By establishing a new incentive structure that economically rewards North Korea for rolling back its belligerence, Moon is attempting to establish a new logic for inter-Korean relations. In his strategic thinking, rapprochement between the two sides will provide a solid foundation for the security of the Peninsula, and this will have ripple effects for regional security.

Moon also continues to view the role of the United States as central to resolving the North Korean security dilemma. Although Moon is yet to convince Washington that a peace regime on the Peninsula is a necessary precondition for denuclearisation, Trump has been relatively obliging of Moon’s calls for sustained engagement with Kim.

As progress with North Korea appears to be lagging — and even backtracking — on many fronts, the Moon government may need to consider the possibility of there being a missing factor in the North Korean security equation: Japan. As long as Pyongyang remains in an antagonistic relationship with Tokyo, it is difficult to envision the Kim regime laying down its defences. Since the structures of hostility that Moon wishes to dismantle extend beyond the Peninsula to North Korea’s surrounding environment, it would be worthwhile for Moon to incorporate Tokyo into his coalition of engagement.

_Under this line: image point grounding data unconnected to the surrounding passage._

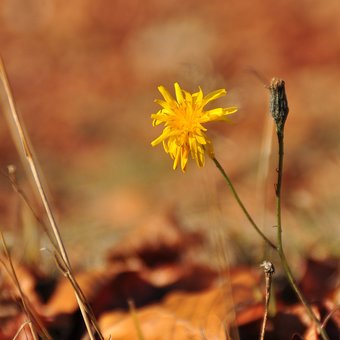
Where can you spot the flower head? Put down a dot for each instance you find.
(183, 119)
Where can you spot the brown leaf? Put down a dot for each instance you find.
(184, 315)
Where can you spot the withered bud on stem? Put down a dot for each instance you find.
(278, 103)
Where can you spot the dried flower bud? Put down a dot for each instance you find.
(268, 267)
(278, 103)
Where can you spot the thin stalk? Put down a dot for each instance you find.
(240, 203)
(280, 249)
(19, 130)
(268, 272)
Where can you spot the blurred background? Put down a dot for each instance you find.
(84, 75)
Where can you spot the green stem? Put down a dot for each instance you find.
(250, 219)
(280, 250)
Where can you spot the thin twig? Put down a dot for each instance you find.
(19, 130)
(240, 203)
(25, 304)
(269, 270)
(279, 110)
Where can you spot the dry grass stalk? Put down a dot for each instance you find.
(34, 323)
(24, 147)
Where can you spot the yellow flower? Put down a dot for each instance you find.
(183, 117)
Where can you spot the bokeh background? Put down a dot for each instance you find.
(84, 75)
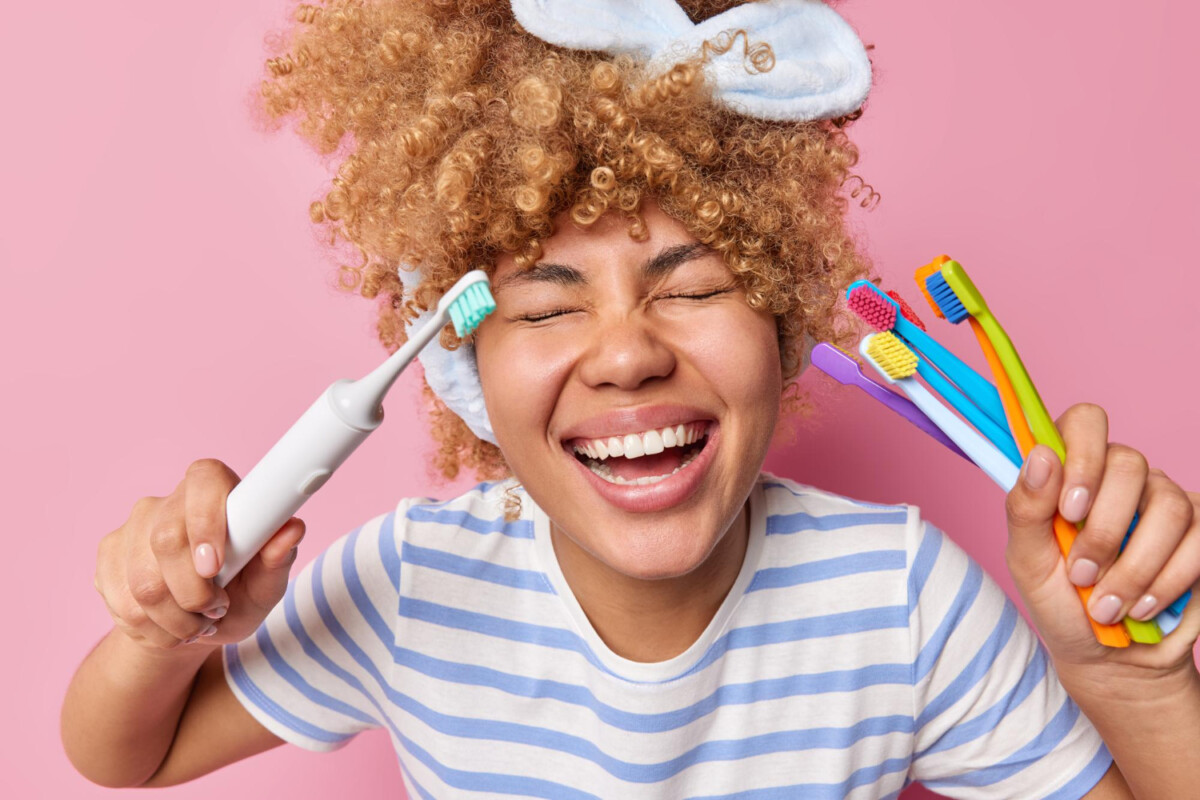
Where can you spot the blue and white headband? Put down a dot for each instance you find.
(821, 71)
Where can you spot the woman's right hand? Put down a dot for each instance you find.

The Moon administration’s reluctance to build coalitions with neighbouring states, like Japan, is partly premised on a belief that such states have contributed to, benefitted from and even exploited the divided state of the Peninsula. But it is becoming increasingly apparent that security assurances from Seoul and Washington alone will be insufficient to elicit change in the Kim regime’s behaviour. The task of facilitating a rapprochement between Pyongyang and Tokyo and incorporating Tokyo into a coalition of engagement would undoubtedly be fraught with challenges. But if Moon could manage such a feat with Trump, anything is possible.

Lauren Richardson is Director of Studies and Lecturer at the Asia Pacific College of Diplomacy, Australian National University.

A longer version of this article appears in the most recent edition of East Asia Forum Quarterly, ‘Middle Power Game’, Vol. 12 No. 1.

One response to “Seoul’s top-down approach to Pyongyang”

  1. The notion of inviting Japan to become a partner with South Korea is interesting but it ignores two important factors. First, the two countries are barely talking with each other because of unresolved differences over the Comfort Women issue. How are they going to agree to an agenda for dealing with N Korea in these current circumstances?

    Second, even assuming that S Korea and Japan can overcome the Comfort Women obstacles is S Korea ready to acknowledge that Japan will insist of resolving its differences with the North over the missing Japanese?

    Finally, did the author write this piece before COVID 19 became such a all consuming issue? How is any other country going to partner with S Korea when its energies are focused on dealing with the pandemic?